Okay, so now lets relate this as I said
to the dominant seven chord to the.
To see how we use it in jazz.
Well, it turns out
[MUSIC]
diminished chord is really cool.
If you take any one of the notes and
move it down a half step,
[MUSIC]
it becomes a dominant seven chord.
Pretty cool, right?
If I move the F sharp down to F,
it becomes an F seven chord
[MUSIC].
Right.
If I take the A and move down a half step,
it becomes an A flat seven chord.
[MUSIC]
Right?
If I take the C and move it down,
it becomes a B seven chord
[MUSIC].
Right?
And the E flat
[MUSIC]
move the E flat down to D
[MUSIC]
and it's a D seven chord.
Now, what in jazz a lot of people discover
is if you play the diminished chord and
just add the note a half-step lower,
you get a really cool chord.
Check it out it.
So, A, let's take, A diminished.
And I said, if you lower the root to an F,
I'm gonna have to,
[MUSIC]
I'm using some fancy fingering to do that.
I hammered on the F, so you could hear it.
[MUSIC]
What is that chord?
It's a nice juicy.
Dominant seven chord with a tension on it.

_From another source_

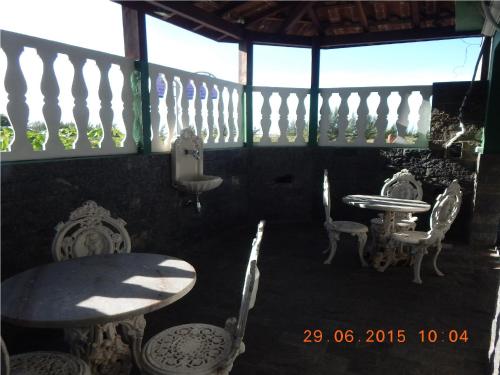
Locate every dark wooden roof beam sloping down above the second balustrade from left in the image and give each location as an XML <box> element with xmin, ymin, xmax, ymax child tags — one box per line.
<box><xmin>148</xmin><ymin>1</ymin><xmax>243</xmax><ymax>40</ymax></box>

What it does is it adds a note
a half-step up from the root.
[MUSIC]
It adds the F-sharp.
[MUSIC]
And in affect, it becomes
an F seven flatted ninth chord.
An F seven flat nine.
Very important chord in jazz.
And the ninth.
If you remember,
we talked a little bit about the tensions.
If you continue.
[MUSIC]
Above the octave.
[MUSIC]
And just skipping a note each time.
[MUSIC]
You get those tensions.
The ninth is the first tension.
[MUSIC]
Tension is the notes above the octave,
another word for that.
So what we're doing is.
[MUSIC]
Making it a flatted ninth.
We're taking that 9th and moving it down
a step and it's a really juicy cord.
And in jazz what happens is that note
becomes a very nice leading cord.
Remember we talked about the magnet,
magnetism of the dominant seven cord.
This makes the dominant seven
cord even more magnetic.
Cuz you want to resolve it so much.
[MUSIC]
You just wanna
[MUSIC]
resolve it like that.
And we'll talk more about the diminished
chord in actually songs in a little while,
but I wanted to get that
concept out to you.
It's a very cool chord.
Play around with it.
See what those dominant,
related dominant chords are.
Play around with it in
different parts of the neck.
And let me know what you come up with.